100% CPU usage after some time, cannot query bandwidth usage

hsgg commented 5 years ago

nlbwmon seems to go into an infinite loop, using ~50% cpu, refusing to service the frontend. This happens after a few days, or sometimes a few weeks. I'm on MIPS, R6220. I see the same sort of strace as mentioned in a forum thread: lots of

recvmsg(7, {msg_namelen=12}, 0)         = -1 EAGAIN (Resource temporarily unavailable)
recvmsg(7, {msg_namelen=12}, 0)         = -1 EAGAIN (Resource temporarily unavailable)
recvmsg(7, {msg_namelen=12}, 0)         = -1 EAGAIN (Resource temporarily unavailable)
recvmsg(7, {msg_namelen=12}, 0)         = -1 EAGAIN (Resource temporarily unavailable)
recvmsg(7, {msg_namelen=12}, 0)         = -1 EAGAIN (Resource temporarily unavailable)
recvmsg(7, {msg_namelen=12}, 0)         = -1 EAGAIN (Resource temporarily unavailable)
recvmsg(7, {msg_namelen=12}, 0)         = -1 EAGAIN (Resource temporarily unavailable)
recvmsg(7, {msg_namelen=12}, 0)         = -1 EAGAIN (Resource temporarily unavailable)
recvmsg(7, {msg_namelen=12}, 0)         = -1 EAGAIN (Resource temporarily unavailable)
recvmsg(7, {msg_name={sa_family=AF_NETLINK, nl_pid=0, nl_groups=0x000001}, msg_namelen=12, msg_iov=[{iov_base={{len=164, type=0x100 /* NLMSG_??? */, flags=0x600 /* NLM_F_??? */, seq=0, pid=0}, "\x02\x00\x00\x00\x3c\x00\x01\x80\x14\x00\x01\x80\x08\x00\x01\x00\xc0\xa8\x01\xf6\x08\x00\x02\x00\xc0\xa8\x01\x01\x24\x00\x02\x80"...}, iov_len=16384}], msg_iovlen=1, msg_controllen=0, msg_flags=0}, 0) = 164
recvmsg(7, {msg_namelen=12}, 0)         = -1 EAGAIN (Resource temporarily unavailable)
recvmsg(7, {msg_namelen=12}, 0)         = -1 EAGAIN (Resource temporarily unavailable)
recvmsg(7, {msg_namelen=12}, 0)         = -1 EAGAIN (Resource temporarily unavailable)
recvmsg(7, {msg_namelen=12}, 0)         = -1 EAGAIN (Resource temporarily unavailable)
recvmsg(7, {msg_namelen=12}, 0)         = -1 EAGAIN (Resource temporarily unavailable)
recvmsg(7, {msg_namelen=12}, 0)         = -1 EAGAIN (Resource temporarily unavailable)
recvmsg(7, {msg_namelen=12}, 0)         = -1 EAGAIN (Resource temporarily unavailable)

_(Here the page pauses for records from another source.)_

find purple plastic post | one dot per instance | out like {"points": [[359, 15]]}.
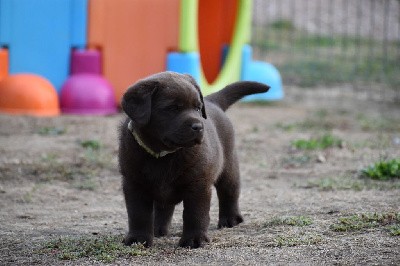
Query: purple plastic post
{"points": [[86, 62]]}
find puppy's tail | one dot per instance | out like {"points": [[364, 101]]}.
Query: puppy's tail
{"points": [[234, 92]]}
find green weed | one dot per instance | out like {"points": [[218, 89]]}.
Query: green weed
{"points": [[91, 144], [291, 220], [383, 170], [349, 183], [363, 221], [104, 248], [52, 131], [323, 142], [291, 241]]}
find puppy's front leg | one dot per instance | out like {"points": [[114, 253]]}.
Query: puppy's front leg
{"points": [[140, 216], [196, 217]]}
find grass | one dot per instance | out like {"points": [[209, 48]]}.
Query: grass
{"points": [[322, 142], [390, 221], [383, 170], [291, 220], [91, 144], [98, 248], [291, 241], [52, 131], [350, 183]]}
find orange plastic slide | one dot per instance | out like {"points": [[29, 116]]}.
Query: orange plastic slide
{"points": [[134, 37], [3, 63], [216, 25]]}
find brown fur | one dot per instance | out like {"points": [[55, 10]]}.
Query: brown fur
{"points": [[168, 113]]}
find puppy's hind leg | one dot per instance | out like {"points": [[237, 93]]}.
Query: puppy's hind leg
{"points": [[162, 218], [228, 190]]}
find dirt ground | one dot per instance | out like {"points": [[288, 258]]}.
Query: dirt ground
{"points": [[59, 179]]}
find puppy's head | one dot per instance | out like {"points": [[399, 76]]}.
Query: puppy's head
{"points": [[168, 107]]}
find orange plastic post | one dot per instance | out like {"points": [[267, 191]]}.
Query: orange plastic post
{"points": [[3, 63], [134, 37], [216, 24], [28, 94]]}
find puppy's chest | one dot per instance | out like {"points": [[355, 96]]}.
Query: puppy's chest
{"points": [[165, 181]]}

There are many more of the EAGAIN messages than the ones with more information. The command nlbw -c list just hangs:

root@OpenWrt:~# nlbw -c list

jow- commented 5 years ago

This should be fixed with 4574e6e80e3a5ab8de65886baa0d563dfee589ff now - please reopen if it still occurs.

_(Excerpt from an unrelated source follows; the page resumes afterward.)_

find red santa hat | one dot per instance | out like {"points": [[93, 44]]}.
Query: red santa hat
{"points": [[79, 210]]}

hsgg commented 5 years ago

Thank you! I updated my router, and will report back in case it occurs again.

PieterBreugelmans commented 4 years ago

This week I proceed to upgrade my R7800 with the latest master build from hnyman and I'm facing the same problem reported in this issue.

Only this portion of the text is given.